# The Concept of DeLeveraging



## techrun (Nov 7, 2012)

Not talked about near enough in the media. But that is what we're slowly entering into.


----------



## TheAnt (Jun 7, 2011)

I am not familiar with the term. What does it mean? I am guessing it means paying down debt? Is it in regard to national monetary policy or personal financial policy or both?


----------



## CrackbottomLouis (May 20, 2012)

If Im not mistaken, it means that we havent seen enough growth from leveraging to justify the risk that came from the massive debt. Therefore we must pay down the debt, furthering economic decline, and worsening the financial situation. I believe deleveraging applies to both public and private debtors. Maybe they are just making small moves right now hoping spending in the holiday season will counteract some negative effects and we'll come out with less debt on the otherside.


----------



## BadgerPeak (Sep 25, 2012)

Us debt will never go down until we pay it off by massive printing of paper money (more massive than right now). The gov't couldn't begin to pay down our debt even if congress and the president wanted to. We simply don't have the money.


----------



## techrun (Nov 7, 2012)

The term applies on so many levels. Right now, our bank is insistenting our customer stop borrowing money on a leveraged basis.

In other words, what they've been doing the last decade or longer is cashing out equity in one venture to invest into another venture. Deadly game to play because if you stump your toe once it can cause the whole thing to crumble. 

This has played out and what banks find out is there is no equity left in anything. So, it's a let's get this venture up and running, store up cash from it and then use cash to start the next venture. 

This theory will slow down the economy no doubt. However, it will also stabilize it in the long run. 

Now you can apply this same theory to personal finance, guberment spending and so forth. 

On a personal level, you sell your $250K house and buy a $150-175K house. Then you live off a cash basis instead of a credit basis. I

If your saving $500 a month in house payment, you save that up for 2-3 years and pay cash for that new 4-wheeler instead of financing it. 

Those are pretty simple and basic examples of DeLeveraging. 
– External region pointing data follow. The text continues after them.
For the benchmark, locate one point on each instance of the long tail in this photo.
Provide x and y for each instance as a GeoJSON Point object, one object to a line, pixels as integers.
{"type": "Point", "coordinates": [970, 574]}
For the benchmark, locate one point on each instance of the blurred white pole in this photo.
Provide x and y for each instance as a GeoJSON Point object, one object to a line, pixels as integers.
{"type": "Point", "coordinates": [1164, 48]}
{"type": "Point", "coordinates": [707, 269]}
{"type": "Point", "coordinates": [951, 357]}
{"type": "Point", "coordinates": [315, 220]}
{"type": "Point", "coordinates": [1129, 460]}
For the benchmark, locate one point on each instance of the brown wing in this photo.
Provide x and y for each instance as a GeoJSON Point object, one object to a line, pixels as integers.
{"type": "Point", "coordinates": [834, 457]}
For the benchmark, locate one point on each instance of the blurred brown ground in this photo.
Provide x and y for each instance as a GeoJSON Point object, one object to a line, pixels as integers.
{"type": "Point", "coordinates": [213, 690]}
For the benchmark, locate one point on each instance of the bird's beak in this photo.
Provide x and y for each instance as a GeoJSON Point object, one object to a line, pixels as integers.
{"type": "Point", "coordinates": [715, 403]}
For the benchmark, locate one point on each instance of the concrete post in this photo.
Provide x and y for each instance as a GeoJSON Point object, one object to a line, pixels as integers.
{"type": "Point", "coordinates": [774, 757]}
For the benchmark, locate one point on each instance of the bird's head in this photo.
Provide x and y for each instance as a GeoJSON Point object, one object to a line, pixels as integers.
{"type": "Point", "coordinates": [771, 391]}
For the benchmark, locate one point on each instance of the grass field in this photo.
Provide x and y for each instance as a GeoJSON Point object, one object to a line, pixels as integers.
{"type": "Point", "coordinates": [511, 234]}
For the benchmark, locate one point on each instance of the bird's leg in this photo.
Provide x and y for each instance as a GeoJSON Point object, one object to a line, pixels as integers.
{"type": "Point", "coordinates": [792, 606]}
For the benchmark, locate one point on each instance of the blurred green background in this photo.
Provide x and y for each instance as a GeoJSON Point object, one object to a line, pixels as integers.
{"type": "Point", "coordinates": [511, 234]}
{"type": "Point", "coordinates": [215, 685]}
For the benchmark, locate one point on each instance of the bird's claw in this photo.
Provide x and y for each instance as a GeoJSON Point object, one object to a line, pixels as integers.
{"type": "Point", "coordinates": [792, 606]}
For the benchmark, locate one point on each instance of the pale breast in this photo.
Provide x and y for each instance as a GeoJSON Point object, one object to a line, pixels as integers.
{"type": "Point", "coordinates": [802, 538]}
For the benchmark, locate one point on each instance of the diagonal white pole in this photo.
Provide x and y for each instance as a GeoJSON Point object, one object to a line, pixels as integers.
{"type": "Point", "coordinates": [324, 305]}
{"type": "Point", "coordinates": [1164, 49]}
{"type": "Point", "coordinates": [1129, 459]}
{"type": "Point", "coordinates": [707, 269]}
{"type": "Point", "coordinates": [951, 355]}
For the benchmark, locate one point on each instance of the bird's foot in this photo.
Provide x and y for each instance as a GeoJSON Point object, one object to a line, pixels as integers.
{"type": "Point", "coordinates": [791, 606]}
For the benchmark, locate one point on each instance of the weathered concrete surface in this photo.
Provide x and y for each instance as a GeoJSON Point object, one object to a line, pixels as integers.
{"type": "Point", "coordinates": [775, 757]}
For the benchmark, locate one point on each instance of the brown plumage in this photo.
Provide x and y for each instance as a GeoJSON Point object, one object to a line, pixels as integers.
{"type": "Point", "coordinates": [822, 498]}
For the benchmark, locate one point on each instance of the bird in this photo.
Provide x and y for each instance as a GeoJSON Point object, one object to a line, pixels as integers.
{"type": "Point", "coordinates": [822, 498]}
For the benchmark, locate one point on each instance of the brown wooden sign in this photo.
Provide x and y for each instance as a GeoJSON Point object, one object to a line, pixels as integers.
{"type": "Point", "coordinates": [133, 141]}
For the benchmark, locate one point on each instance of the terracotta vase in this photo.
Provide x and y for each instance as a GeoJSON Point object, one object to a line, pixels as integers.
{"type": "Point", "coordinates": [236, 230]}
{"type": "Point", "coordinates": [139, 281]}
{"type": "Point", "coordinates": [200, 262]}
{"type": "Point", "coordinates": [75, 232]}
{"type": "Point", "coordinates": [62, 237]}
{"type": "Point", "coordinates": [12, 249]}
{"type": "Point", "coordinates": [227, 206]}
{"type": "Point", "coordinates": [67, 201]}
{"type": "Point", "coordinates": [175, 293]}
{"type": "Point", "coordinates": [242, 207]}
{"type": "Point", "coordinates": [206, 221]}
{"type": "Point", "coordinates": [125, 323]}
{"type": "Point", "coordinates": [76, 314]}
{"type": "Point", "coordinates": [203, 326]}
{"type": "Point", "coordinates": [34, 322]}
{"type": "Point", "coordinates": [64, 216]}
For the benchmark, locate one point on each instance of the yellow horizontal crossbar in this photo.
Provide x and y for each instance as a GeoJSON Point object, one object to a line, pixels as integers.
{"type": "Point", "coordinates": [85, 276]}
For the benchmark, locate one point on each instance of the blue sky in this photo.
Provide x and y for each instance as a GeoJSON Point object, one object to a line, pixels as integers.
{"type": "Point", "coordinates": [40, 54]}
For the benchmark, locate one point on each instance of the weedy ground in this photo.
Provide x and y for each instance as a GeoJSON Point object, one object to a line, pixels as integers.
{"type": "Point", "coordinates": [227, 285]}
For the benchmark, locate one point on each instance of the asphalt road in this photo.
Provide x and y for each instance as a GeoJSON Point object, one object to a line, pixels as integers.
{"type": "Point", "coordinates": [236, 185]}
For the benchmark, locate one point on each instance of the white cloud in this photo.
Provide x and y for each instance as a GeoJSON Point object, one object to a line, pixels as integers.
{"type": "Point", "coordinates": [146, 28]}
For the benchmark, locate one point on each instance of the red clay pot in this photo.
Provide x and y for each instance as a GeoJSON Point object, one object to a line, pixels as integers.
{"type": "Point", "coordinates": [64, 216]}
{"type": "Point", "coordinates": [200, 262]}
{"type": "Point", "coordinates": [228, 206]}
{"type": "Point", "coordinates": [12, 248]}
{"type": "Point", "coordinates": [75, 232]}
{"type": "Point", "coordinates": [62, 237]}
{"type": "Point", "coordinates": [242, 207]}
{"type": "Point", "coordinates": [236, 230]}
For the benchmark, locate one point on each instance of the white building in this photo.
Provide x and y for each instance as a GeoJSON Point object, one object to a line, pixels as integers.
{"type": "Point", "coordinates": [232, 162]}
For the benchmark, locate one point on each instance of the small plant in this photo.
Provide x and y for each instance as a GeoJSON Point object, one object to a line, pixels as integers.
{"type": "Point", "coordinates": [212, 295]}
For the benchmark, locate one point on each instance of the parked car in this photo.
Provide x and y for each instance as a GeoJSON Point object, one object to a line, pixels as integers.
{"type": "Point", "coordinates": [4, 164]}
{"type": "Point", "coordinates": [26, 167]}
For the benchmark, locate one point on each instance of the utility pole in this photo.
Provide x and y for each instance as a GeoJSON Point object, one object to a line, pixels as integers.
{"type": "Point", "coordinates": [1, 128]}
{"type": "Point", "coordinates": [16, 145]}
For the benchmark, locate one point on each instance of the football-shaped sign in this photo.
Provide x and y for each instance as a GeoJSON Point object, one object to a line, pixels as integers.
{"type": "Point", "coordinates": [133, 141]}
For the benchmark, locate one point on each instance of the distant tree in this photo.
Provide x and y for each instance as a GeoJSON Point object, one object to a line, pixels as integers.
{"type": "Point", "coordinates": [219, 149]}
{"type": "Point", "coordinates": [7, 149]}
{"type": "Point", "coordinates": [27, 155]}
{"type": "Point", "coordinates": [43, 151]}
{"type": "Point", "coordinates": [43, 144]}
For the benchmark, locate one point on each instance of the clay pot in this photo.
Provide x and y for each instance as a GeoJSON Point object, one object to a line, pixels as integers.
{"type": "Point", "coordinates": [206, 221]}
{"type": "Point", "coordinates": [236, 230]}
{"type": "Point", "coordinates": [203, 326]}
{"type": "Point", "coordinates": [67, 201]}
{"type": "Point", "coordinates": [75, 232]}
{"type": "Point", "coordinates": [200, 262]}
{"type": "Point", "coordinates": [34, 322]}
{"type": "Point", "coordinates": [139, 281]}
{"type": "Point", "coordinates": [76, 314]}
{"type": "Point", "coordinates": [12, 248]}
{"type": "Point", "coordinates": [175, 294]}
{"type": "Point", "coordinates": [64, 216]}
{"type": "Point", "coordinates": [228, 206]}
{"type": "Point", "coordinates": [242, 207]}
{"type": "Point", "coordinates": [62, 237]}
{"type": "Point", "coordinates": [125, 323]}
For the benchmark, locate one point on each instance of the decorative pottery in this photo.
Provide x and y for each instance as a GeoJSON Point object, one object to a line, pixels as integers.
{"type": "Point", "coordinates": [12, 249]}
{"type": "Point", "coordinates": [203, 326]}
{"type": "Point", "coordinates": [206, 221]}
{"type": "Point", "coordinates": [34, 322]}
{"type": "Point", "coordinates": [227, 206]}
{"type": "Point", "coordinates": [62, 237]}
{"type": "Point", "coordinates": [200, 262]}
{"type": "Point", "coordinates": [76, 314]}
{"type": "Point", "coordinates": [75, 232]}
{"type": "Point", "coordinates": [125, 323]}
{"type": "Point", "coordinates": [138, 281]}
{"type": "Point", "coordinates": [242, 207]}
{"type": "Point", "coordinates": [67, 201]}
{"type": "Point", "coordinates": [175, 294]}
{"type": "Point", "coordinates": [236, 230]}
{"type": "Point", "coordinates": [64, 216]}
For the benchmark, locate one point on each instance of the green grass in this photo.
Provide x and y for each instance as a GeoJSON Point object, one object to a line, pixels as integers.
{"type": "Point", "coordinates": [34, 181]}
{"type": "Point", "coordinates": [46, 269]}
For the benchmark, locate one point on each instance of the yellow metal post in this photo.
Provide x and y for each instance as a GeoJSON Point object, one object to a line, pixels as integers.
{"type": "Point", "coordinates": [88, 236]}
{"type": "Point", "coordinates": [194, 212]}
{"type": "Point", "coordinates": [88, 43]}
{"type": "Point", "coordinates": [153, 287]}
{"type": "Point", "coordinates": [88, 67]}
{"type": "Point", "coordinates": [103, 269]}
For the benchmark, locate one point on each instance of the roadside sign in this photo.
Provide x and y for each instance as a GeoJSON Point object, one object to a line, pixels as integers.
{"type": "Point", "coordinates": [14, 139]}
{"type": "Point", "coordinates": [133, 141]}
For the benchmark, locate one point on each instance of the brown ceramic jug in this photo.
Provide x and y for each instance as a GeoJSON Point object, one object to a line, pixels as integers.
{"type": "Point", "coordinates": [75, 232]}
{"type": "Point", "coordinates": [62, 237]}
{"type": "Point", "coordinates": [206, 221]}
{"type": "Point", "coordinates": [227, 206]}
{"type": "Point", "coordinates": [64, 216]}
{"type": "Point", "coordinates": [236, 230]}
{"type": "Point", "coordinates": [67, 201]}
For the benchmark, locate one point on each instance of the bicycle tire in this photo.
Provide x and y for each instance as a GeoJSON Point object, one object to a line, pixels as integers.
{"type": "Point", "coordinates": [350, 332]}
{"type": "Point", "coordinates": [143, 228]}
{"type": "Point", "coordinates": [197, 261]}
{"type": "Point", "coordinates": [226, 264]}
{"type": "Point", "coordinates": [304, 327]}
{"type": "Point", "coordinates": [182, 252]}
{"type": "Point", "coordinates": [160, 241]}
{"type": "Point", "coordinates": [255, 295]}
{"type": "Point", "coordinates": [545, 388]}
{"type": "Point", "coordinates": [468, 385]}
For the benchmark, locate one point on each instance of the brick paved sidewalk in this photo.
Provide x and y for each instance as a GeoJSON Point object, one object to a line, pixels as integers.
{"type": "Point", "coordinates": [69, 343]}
You can applies them on deeper and larger scale for whatever you want.


----------



## techrun (Nov 7, 2012)

Point is, those individuals and business that begin to deleverage themselves have a much higher chance of surviving a deep recession.


----------



## TheAnt (Jun 7, 2011)

Good information! I am in the process of doing the same things to pay off, simplify, live on less, pay in cash, store things of value.


----------



## BlueShoe (Aug 7, 2010)

Doing a Dave Ramsey approach. Stop borrowing money and start paying off debt. This economy is a consumer driven economy based on a debt instrument (the Dollar), and when you stop borrowing, banks suffer and the economic indicators turn downward. When the news speaks of "growth", they're talking about borrowing. Screwed up is what it is. Borrowing and indebtedness is growth here. We're so far down the pike of banker worship, it's sickening.


----------



## BillS (May 30, 2011)

http://en.wikipedia.org/wiki/Deleveraging

At the macro-economic level, deleveraging of an economy refers to the simultaneous reduction of debt levels in multiple sectors, including private sectors and the government sector. It is usually measured as a decline of the total debt to GDP ratio in the national account. The deleveraging of an economy following a financial crisis has significant macro-economic consequences and is often associated with severe recessions.


----------



## BillS (May 30, 2011)

No, I don't think the economy will enter a deleveraging phase. Certainly not by the government. They'll spend more. Raise tax rates. But the amount of revenue collected will go down. They'll TALK about spending cuts but outside of cuts to the military they won't happen.


----------



## BlueShoe (Aug 7, 2010)

And on 12-12-12, the Fed announced it will add 1 trillion to the national debt in 2013 alone through QE.


----------



## preponomics (Nov 18, 2012)

techrun said:


> Point is, those individuals and business that begin to deleverage themselves have a much higher chance of surviving a deep recession.


I definitely agree

The more leveraged a company, or individual becomes at the micro-economic level, the more insolvent they become.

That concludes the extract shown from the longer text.